The Fellowship: The Literary Lives of the Inklings: J.R.R. Tolkien, C. S. Lewis, Owen Barfield, Charles Williams
Philip and Carol Zaleski
The Fellowship is a readable, detailed, and sympathetic biography by a pair of Smith College professors. It's nice to see the Inklings get some scholarly attention, even if it's only a fraction of the attention that's been given to contemporaries such as the Bloomsbury Group. It's not, perhaps, for the casual reader; if your interest starts and ends with Middle-Earth and Narnia, you might want to work your way up to this one.
Inevitably, the coverage of the Inklings is uneven. Lewis and Tolkien get roughly equal time, with Lewis emerging as the driving force of the group. Williams and Barfield share a second tier. The remainder of the group, aside from Lewis's brother Warnie, gets only token attention.
To be honest, that's fine by me. I've read some Charles Williams, but in general I find him obscure and unengaging. I have read nothing by Barfield, and based on this account I'm unlikely to do so; each of us would consider the other as spouting tendentious gibberish. No doubt both men were genuinely deep and original thinkers, but they wrote for an audience of which I'm not a member.
If anything, that points out the genius of Lewis and Tolkien. Both of them were first-rate intellectuals (critical snobbery aside), and far more deeply versed in theology, literature, and philosophy than I will ever be. They put that depth into their writings; and yet both men--especially Tolkien--can be read for pure, unadulterated pleasure.
This, I think, is one of the two major divides between JRRT and the vast legions of schlock artists who've followed in his footsteps. You might not see the genuine depth of The Lord of the Rings, but you can still feel it. The sense of mingled loss and consolation, for example, that pervades the book isn't an accident; it's fundamental to Tolkien's Christian, Catholic, and Boethian philosophy.
The other (and related) major divide is that all the Inklings were fascinated by myths: how they work, why they work, and what they're good for.

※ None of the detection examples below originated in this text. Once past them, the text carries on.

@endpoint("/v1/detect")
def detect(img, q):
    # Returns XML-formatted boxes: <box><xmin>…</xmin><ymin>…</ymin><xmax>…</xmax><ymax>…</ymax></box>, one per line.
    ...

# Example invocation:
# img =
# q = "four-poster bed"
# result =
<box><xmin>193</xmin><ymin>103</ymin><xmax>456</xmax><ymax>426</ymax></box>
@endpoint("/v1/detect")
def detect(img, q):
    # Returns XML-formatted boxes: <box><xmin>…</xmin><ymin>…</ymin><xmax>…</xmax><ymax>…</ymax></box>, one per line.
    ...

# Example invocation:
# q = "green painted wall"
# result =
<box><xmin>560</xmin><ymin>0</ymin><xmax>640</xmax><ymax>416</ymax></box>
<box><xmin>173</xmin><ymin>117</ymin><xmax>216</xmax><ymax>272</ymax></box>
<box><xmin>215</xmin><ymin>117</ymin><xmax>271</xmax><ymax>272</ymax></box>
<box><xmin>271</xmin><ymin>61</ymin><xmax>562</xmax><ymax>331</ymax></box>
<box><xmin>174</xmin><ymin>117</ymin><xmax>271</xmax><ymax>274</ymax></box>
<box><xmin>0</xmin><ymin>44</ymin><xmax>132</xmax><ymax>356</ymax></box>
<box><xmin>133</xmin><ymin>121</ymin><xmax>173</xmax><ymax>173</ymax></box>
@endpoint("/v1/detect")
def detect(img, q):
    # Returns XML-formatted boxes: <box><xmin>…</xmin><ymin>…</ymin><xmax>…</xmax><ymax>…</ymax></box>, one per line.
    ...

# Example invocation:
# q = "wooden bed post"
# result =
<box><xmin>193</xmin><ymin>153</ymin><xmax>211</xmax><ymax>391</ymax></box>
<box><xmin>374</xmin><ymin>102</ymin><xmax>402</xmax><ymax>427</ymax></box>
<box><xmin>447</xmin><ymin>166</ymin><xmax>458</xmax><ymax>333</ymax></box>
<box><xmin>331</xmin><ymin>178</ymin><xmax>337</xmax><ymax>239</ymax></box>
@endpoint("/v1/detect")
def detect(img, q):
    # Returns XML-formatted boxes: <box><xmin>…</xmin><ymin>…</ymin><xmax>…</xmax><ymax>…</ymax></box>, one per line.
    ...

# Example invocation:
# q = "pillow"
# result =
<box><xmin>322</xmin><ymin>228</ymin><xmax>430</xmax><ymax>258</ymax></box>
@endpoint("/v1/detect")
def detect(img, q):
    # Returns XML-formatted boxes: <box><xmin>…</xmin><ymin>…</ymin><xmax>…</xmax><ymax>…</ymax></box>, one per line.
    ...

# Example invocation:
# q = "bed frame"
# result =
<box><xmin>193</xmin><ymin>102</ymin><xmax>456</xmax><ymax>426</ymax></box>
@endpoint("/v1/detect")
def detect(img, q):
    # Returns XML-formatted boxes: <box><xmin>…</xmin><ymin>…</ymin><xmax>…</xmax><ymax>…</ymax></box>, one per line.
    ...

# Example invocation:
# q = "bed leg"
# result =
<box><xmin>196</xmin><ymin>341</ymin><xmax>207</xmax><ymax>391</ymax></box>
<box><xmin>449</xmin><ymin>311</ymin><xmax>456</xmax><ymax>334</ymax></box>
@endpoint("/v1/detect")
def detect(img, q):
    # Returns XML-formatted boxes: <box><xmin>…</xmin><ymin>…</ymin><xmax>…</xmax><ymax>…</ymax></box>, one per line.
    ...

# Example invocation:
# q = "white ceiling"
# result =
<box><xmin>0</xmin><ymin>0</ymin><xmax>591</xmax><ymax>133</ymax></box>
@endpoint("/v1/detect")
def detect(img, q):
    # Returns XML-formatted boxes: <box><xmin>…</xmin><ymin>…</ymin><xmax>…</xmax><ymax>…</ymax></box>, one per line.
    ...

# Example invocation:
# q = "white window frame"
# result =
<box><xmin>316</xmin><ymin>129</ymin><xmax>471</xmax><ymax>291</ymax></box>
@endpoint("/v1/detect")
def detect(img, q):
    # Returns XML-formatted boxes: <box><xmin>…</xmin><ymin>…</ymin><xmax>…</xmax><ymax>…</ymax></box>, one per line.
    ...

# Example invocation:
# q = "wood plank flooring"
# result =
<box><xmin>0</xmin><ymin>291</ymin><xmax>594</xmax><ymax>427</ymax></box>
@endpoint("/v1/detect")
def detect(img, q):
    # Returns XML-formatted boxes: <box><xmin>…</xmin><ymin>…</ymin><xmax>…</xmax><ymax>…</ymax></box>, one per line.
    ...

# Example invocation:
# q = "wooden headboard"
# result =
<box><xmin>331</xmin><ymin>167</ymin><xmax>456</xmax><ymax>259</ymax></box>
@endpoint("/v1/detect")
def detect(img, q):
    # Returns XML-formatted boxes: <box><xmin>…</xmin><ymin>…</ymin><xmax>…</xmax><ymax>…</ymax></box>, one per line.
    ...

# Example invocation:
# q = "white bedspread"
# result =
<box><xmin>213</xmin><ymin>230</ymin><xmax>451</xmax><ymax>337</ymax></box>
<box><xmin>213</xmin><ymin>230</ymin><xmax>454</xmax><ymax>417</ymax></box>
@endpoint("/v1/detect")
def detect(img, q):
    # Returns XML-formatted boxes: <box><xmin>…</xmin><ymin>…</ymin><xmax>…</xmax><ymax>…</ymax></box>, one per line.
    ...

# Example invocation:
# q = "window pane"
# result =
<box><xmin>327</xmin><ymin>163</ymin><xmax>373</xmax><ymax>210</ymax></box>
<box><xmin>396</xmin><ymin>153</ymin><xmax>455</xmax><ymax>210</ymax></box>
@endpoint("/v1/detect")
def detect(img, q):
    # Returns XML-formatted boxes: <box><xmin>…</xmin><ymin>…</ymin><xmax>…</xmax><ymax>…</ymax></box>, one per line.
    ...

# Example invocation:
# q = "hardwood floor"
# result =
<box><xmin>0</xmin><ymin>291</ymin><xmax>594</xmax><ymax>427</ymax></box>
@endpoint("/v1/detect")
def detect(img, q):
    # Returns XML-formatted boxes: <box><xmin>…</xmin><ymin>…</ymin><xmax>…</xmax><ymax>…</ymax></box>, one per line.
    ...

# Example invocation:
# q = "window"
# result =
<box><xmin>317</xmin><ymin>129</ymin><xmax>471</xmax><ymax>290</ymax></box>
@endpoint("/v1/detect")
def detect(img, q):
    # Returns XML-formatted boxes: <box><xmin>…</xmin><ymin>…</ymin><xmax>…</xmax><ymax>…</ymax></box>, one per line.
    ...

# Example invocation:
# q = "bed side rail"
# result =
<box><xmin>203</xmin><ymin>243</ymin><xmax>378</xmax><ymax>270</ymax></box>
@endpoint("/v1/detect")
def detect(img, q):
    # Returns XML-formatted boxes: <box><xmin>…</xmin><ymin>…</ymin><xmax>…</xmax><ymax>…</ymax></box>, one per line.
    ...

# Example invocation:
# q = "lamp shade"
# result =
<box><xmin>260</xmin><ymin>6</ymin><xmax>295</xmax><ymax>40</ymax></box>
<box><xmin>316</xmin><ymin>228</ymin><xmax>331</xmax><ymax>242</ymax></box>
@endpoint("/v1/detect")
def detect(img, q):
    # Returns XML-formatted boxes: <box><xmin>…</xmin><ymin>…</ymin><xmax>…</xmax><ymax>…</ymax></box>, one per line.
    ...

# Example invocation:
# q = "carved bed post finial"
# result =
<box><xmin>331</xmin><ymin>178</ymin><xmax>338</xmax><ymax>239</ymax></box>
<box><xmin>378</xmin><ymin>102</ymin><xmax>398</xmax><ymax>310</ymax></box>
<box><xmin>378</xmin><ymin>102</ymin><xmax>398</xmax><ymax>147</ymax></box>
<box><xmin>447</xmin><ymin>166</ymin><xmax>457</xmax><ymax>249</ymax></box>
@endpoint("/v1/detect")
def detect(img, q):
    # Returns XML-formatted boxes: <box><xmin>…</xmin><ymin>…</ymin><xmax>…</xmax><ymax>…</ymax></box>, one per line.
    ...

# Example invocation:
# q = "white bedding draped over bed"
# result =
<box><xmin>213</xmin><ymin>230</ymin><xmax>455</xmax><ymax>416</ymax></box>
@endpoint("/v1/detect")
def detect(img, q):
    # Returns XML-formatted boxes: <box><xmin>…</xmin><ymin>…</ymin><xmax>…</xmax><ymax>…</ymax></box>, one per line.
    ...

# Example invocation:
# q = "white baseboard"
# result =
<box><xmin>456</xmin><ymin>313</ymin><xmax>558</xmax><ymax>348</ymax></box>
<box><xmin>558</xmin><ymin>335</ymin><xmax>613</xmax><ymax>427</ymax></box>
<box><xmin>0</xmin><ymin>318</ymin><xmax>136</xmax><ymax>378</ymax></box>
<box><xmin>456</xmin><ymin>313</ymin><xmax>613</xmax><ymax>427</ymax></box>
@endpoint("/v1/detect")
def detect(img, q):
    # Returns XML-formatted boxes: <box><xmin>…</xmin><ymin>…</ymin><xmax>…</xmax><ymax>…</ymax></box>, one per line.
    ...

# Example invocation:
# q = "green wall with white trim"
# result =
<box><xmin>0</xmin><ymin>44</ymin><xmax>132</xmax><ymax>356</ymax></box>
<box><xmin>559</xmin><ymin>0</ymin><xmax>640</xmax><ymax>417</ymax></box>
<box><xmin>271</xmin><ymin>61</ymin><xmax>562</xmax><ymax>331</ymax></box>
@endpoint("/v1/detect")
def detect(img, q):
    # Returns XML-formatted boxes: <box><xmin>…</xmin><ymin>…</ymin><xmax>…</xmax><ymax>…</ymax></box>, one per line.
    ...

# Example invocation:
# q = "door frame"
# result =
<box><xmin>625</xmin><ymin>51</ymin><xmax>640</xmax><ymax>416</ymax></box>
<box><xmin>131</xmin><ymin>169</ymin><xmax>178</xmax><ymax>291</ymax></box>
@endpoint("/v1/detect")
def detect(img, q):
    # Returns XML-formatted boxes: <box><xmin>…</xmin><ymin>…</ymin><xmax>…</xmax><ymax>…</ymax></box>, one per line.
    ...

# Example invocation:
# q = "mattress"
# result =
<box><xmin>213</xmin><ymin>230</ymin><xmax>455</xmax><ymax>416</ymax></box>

Commercial fantasy writers focus on the mere trappings of myth (swords, magic spells, divine power, etc.) without having the least idea of why. The result is a kind of literary placebo, which dulls the imagination rather than stimulating it. It is to the genuine stuff what Nabisco's "Chips Ahoy!" is to home-made chocolate cookies.
Confession: I've read my fair share of this writing. I hope never to do so again. Life's too short to spend it killing your own brain cells.
Humphrey Carpenter's J. R. R. Tolkien: A Biography is a good starting point for the curious. Lewis has had a good many studies of his life and work, but they've mostly taken a rather academic slant.